The Mudcat Café TM
Thread #17058   Message #2201509
Posted By: GUEST,Karen Kaplan of Toronto
24-Nov-07 - 04:05 PM
Thread Name: Penguin: Banks Of Green Willow
Subject: RE: Penguin: Banks Of Green Willow
In response to Brian Peters two questions, looking through the seven versions (of which two have only one verse so only five are relevant) in "Cecil Sharp's Collection of Engllish Folk Songs" edited by Maud Karpeles...

1)
One version is from Mrs Overd, sung 22 August 1904. It has the "Look how my love's swimming along" verse as given in Bronson.

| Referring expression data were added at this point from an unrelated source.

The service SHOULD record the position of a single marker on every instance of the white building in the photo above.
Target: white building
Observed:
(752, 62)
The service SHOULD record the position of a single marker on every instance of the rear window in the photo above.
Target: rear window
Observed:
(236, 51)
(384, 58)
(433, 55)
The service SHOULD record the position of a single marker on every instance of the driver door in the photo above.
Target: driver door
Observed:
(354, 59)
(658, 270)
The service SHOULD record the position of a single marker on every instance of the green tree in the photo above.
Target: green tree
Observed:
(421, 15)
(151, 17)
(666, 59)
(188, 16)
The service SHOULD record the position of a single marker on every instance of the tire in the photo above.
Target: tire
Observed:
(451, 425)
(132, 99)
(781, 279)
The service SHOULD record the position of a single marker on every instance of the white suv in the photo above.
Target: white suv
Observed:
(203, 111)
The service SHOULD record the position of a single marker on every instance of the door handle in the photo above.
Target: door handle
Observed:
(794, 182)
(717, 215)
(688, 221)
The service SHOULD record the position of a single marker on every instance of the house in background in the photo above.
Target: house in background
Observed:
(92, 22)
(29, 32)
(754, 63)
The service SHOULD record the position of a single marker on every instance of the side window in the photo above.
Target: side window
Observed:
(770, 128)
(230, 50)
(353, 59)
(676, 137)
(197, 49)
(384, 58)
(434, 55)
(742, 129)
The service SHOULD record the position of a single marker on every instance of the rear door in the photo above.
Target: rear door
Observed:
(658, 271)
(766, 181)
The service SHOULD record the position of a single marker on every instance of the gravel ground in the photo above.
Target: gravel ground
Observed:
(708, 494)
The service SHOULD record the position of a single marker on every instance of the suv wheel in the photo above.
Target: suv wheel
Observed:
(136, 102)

In none of the five relevant versions does she "tumble" and "taver"

However,..
"totter" and "tumber" appear in the Elizabeth Mogg version
"taver" appears in the Louie Hooper version
"totters" and "tremble" appear in the Jane Guilford version
"rollin'" and "tumblin'" appear in the W.Spearing version

But only Mrs. Overd's version has "which makes my heart quaver" or anything like it. None of the other four indicate that he is fearful. Contrite, perhaps, what with wanting to go after her with a small boat and/or provide her a coffin (in some versions one could think he hopes to prevent her death after all; in others it seems he simply wants to retrieve the bodies)

2)
None of these five refer to ill-fortune suffered by the ship. In Louie Hooper's version he "was troubled / with her and her baby". In some she asks to be thrown overboard. In some she asks to be sent or taken back home. Conceivably those requests (or her misery and complaining that those requests may represent) could have angered him.

On the other hand, perhaps the idea that the ship would be in trouble due to the woman and her baby and her malfeasance was so well understood it did not need to be included in the song. (In my reading, HE was as culpable as SHE, but I've just been reminded by reading "Albion's Seed" of how deeply double the double standard was in these matters.)